Joachim Breitner's Homepage
A different Maybe maybe
This is a post about the implementation of data types in the programming language Haskell. If you haven’t heard about that, you can proabably safely skip it.
For a while I have been thinking: Isn’t there a way to get rid of the intermediate Maybe
construct in a common expression like fromMaybe default . lookup.
It seems that a way to do that would be to pass more information to the Maybe
-generating function: What to do with a Just
-Value, and what to return in case of Nothing
. This leads to a new definion of the Maybe
data type as a function. Later I discovered that this seems to work for any algebraic data type.
This is probably nothing new, but I was offline at the time of writing, so I didn’t check. This means that this might also be total rubbish. Enjoy.
- “Algebraic Data Type Done Differently” (PDF-File)
- “Algebraic Data Type Done Differently” (Literate Haskell Source / LaTeX Source)
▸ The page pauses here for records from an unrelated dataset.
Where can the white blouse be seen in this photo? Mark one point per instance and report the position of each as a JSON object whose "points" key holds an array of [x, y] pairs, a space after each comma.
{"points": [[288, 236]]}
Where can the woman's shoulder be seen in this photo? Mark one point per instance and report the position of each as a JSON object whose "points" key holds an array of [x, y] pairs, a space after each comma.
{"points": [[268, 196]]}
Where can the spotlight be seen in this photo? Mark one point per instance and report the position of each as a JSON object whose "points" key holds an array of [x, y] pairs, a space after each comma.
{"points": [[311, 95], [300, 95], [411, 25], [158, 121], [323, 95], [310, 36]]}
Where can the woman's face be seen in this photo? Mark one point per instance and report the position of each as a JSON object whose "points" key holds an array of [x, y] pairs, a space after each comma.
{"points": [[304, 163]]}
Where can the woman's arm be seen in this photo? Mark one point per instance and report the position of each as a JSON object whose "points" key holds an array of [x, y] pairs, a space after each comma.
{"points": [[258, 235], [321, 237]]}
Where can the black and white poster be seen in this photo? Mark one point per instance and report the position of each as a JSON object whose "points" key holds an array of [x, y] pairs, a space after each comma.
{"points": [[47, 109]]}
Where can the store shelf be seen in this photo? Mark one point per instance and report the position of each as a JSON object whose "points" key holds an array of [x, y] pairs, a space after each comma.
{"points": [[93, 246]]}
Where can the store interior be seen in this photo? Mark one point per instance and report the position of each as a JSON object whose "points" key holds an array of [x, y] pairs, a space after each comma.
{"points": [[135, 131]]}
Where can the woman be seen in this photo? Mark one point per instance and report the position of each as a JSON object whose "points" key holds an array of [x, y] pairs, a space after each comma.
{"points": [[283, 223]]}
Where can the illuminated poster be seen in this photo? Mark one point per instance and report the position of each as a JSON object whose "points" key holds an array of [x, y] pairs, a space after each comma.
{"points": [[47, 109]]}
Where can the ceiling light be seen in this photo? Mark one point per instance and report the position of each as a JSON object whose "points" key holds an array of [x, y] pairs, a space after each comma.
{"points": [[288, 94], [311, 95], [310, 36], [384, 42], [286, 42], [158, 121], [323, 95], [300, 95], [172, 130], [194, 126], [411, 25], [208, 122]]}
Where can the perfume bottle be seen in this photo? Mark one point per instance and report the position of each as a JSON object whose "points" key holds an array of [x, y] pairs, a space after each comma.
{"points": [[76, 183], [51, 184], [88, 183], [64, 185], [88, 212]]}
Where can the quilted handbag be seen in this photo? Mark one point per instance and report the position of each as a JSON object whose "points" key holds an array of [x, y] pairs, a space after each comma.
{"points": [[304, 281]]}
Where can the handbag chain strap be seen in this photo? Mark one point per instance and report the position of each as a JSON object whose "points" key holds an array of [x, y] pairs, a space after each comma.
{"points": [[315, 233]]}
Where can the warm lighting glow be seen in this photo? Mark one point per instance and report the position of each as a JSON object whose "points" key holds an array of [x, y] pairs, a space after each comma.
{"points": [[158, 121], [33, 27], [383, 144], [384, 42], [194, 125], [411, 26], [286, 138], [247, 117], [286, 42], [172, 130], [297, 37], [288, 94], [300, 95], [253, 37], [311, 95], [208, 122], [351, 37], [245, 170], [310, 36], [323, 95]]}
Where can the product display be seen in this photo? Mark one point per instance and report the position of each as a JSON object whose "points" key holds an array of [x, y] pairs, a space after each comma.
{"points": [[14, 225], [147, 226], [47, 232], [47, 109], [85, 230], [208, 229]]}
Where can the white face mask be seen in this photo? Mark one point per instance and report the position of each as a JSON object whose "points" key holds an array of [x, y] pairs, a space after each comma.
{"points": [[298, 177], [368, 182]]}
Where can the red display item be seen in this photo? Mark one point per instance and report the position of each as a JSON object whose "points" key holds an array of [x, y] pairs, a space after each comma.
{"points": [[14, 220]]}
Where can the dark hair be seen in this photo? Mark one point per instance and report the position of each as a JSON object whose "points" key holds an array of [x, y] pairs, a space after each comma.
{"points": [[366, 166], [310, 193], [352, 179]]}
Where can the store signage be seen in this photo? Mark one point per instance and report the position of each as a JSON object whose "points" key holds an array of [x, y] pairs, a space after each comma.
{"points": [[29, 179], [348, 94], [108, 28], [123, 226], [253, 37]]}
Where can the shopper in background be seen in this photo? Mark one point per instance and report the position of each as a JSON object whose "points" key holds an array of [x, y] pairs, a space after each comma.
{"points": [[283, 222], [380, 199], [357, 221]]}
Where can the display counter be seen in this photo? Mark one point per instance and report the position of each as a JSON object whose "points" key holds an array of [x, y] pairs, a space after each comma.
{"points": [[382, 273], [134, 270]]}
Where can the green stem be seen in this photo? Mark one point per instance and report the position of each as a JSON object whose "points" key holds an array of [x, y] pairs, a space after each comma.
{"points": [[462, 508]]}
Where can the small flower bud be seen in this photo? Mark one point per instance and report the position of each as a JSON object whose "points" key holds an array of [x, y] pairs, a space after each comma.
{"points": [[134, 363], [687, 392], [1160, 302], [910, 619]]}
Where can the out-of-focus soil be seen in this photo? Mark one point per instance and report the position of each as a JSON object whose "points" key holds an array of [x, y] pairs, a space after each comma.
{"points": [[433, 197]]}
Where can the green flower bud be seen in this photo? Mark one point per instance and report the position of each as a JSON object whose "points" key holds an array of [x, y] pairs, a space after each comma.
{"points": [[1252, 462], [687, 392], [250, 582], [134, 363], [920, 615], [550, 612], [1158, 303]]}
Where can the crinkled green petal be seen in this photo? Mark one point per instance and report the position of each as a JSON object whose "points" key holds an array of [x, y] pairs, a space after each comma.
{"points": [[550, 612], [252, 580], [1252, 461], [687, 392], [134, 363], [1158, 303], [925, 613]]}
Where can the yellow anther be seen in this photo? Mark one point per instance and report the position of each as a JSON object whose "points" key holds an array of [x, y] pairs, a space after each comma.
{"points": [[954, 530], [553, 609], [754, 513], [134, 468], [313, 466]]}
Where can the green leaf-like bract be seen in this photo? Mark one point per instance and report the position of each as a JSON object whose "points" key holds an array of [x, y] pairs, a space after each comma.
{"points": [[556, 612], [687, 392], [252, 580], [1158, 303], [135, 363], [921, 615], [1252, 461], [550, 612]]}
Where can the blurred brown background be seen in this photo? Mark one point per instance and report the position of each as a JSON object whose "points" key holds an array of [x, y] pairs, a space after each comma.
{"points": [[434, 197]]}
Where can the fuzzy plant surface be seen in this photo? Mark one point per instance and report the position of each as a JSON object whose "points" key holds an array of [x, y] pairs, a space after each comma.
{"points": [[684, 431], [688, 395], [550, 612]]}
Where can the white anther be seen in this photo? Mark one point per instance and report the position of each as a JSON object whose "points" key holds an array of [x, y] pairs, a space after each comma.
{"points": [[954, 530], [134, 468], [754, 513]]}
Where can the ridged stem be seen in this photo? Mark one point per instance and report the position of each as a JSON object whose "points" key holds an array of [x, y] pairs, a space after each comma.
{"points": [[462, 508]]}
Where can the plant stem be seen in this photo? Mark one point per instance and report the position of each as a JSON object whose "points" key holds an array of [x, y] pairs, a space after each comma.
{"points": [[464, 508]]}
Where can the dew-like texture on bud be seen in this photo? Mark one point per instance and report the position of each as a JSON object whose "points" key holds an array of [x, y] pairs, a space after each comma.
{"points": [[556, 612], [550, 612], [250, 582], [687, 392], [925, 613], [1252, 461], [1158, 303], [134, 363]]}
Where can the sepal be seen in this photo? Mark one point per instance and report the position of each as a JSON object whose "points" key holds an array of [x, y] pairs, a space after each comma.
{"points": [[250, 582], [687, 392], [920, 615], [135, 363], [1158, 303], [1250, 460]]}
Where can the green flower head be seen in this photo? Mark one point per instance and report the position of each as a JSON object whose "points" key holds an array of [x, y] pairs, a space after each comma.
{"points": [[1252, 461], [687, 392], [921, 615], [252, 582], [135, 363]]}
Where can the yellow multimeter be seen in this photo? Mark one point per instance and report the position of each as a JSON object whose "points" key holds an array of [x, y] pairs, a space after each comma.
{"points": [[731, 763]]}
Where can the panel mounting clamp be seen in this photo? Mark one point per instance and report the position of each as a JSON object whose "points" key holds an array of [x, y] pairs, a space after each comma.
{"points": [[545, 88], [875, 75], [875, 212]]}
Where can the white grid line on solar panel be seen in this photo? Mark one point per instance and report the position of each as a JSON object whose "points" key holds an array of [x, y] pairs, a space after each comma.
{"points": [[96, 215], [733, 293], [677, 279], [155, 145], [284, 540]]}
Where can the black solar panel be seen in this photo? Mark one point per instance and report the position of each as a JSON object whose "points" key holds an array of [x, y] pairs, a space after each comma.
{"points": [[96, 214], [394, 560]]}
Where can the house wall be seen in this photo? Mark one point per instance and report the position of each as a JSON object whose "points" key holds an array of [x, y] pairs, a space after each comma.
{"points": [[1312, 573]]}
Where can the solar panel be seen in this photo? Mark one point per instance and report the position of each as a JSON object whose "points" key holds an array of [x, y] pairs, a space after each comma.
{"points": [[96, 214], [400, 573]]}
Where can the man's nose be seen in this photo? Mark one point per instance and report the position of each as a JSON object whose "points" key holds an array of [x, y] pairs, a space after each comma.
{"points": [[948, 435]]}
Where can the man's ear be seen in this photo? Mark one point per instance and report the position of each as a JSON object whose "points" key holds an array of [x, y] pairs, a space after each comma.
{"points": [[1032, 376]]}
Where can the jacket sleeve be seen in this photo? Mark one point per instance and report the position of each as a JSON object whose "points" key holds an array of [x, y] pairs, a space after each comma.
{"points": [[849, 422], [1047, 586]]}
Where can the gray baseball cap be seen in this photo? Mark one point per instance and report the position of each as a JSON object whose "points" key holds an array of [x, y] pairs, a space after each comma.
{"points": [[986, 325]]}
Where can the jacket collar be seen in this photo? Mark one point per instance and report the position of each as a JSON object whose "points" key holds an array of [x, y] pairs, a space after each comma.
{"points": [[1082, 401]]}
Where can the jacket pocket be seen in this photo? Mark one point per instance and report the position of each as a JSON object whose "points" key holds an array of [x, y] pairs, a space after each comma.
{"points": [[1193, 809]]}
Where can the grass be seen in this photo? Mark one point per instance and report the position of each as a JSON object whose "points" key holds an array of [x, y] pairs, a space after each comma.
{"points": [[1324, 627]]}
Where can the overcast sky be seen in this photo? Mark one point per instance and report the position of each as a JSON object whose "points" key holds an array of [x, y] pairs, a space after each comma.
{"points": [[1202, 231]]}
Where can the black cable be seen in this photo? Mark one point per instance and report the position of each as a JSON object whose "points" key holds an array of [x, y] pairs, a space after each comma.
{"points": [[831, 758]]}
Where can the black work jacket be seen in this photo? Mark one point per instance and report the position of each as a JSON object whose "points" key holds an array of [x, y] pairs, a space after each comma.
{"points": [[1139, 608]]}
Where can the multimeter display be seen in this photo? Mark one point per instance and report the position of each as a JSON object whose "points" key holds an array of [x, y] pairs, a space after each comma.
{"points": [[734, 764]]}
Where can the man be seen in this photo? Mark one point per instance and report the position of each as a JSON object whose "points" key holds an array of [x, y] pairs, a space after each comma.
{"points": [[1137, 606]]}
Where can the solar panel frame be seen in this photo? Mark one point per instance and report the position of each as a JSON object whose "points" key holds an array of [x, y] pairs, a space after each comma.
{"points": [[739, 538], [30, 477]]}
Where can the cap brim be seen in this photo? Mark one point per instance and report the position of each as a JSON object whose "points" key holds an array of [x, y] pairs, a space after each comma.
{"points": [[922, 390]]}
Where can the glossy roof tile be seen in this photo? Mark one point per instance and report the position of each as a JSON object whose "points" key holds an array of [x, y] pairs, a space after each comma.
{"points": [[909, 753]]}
Update: Several responses in the “haskell-cafe”-list told me that I just re-invented Curch-Encoding. Nice :-)
Comments
Probably a more fruitful way to optimize Maybe (and one that I would hope the compiler already does!) is to use pointer tagging-type tricks. You might be familiar with this already -- essentially, you use the fact that all pointers on a 32-bit architecture have the last two bits set to zero. So, if you set (say) the low bit of a possibly-pointer value to 1, that means that it's something other than a pointer. You can use this to give common constants like [] and Nothing a unique encoding.